Non si creda, per altro, che la formazione estetico-letteraria induca automaticamente in noi corretti abiti valutativi. Per quanto io ritenga che a tale risultato porti, almeno tendenzialmente, una vera dimestichezza con l’arte genuina, che è sempre un potente invito alla comprensione dell’umano, all’apertura, alla comunicazione, non vi sono sufficienti garanzie che nei giovani l’apprezzamento estetico si realizzi sempre in modo sufficientemente approfondito, per il semplice fatto che, come già notava Rousseau, tale apprezzamento presuppone una genuina ed appassionata esperienza di vita. La formazione letteraria, in sé e per sé, può anche ingenerare abiti egoistici di chiusura mentale e di insensibilità, e quanto già si è detto circa i caratteri di aristocratico “disinteresse” e di raffinata educazione alla fruizione piuttosto che alla produzione, storicamente connessi alla tradizione umanistica, deve renderci specialmente preoccupati di un tale pericolo. Il migliore antidoto contro di esso sta proprio nel far largo posto alla formazione tecnico-scientifica. Gli interessi tecnologici precedono in genere quelli strettamente scientifici, soprattutto nei fanciulli che si esercitano in tecniche produttive anziché sentirne solo parlare.
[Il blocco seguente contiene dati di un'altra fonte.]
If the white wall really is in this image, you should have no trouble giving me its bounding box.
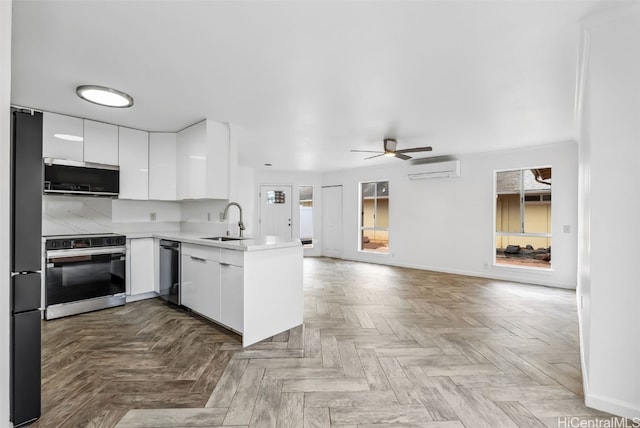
[245,169,322,256]
[0,0,12,427]
[322,142,578,288]
[578,5,640,418]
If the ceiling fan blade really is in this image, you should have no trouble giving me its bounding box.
[351,150,384,153]
[384,138,398,152]
[394,152,411,160]
[396,146,433,153]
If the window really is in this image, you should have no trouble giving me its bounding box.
[360,181,389,254]
[298,186,313,248]
[495,167,551,269]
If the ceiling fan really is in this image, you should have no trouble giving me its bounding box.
[351,138,432,160]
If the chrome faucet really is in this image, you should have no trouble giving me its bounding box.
[222,202,245,238]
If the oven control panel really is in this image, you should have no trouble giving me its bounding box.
[45,234,127,250]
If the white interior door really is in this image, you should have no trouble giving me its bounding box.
[260,186,293,241]
[322,186,342,257]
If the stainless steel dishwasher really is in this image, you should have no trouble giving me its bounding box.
[160,239,180,305]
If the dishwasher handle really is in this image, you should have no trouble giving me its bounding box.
[160,239,180,251]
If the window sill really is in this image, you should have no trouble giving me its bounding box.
[358,250,390,257]
[491,263,554,275]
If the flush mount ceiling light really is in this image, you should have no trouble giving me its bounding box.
[76,85,133,108]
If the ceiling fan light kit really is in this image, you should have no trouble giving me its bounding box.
[351,138,433,160]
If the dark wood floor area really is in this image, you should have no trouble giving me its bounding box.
[34,258,610,428]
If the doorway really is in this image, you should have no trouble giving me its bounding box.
[258,185,293,241]
[322,186,342,257]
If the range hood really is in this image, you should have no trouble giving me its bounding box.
[43,158,120,198]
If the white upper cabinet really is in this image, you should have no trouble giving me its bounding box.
[149,132,177,201]
[42,111,84,162]
[177,119,229,199]
[84,119,118,165]
[118,127,149,200]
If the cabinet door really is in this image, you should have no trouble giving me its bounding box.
[177,120,207,199]
[149,132,176,201]
[181,254,220,321]
[206,120,229,199]
[42,111,84,162]
[180,254,200,312]
[220,263,244,333]
[128,238,155,295]
[84,119,118,165]
[200,260,221,322]
[118,127,149,200]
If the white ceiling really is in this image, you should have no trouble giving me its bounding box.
[12,0,615,170]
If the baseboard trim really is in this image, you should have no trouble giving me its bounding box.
[334,256,576,290]
[584,393,640,420]
[127,291,158,303]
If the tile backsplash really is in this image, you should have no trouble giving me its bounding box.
[42,195,230,236]
[42,195,113,236]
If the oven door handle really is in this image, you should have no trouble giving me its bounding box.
[47,247,127,260]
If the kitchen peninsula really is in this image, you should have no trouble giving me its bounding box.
[153,232,304,347]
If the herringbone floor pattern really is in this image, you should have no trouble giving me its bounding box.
[37,259,610,428]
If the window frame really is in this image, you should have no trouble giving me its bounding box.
[357,178,391,252]
[491,165,554,272]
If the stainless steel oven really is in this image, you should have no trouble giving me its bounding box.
[45,234,127,320]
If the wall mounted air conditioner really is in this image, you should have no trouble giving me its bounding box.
[408,160,460,180]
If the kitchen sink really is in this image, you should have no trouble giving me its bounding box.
[202,236,242,241]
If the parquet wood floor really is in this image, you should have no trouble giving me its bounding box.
[34,258,610,428]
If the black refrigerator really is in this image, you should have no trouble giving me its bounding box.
[10,109,42,427]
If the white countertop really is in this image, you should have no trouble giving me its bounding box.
[151,232,302,251]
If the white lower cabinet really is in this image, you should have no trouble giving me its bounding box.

Ma agli occhi dei giovani produzione e fruizione sono connesse in modo specialmente stretto : essi si preoccupano dei vantaggi che vengono agli uomini dalle tecniche e dalle scienze, l’alone valutativo da cui le dicevo circondate è per essi assai più importante dei nuclei centrali strettamente tecnici o scientifici. La sforzo umano verso un benessere compartecipato trova risonanze profonde nelle coscienze in fieri, l’homo faber piace di più dell’homo sapiens. Una storia tecnologica è per molti assai più avvincente di quella politico-militare: comunque non v’è antitesi fra le due; ed è appunto la storia che dovrebbe fare da mediatrice principale fra gli aspetti letterari e gli aspetti tecnico-scientifici dell’educazione.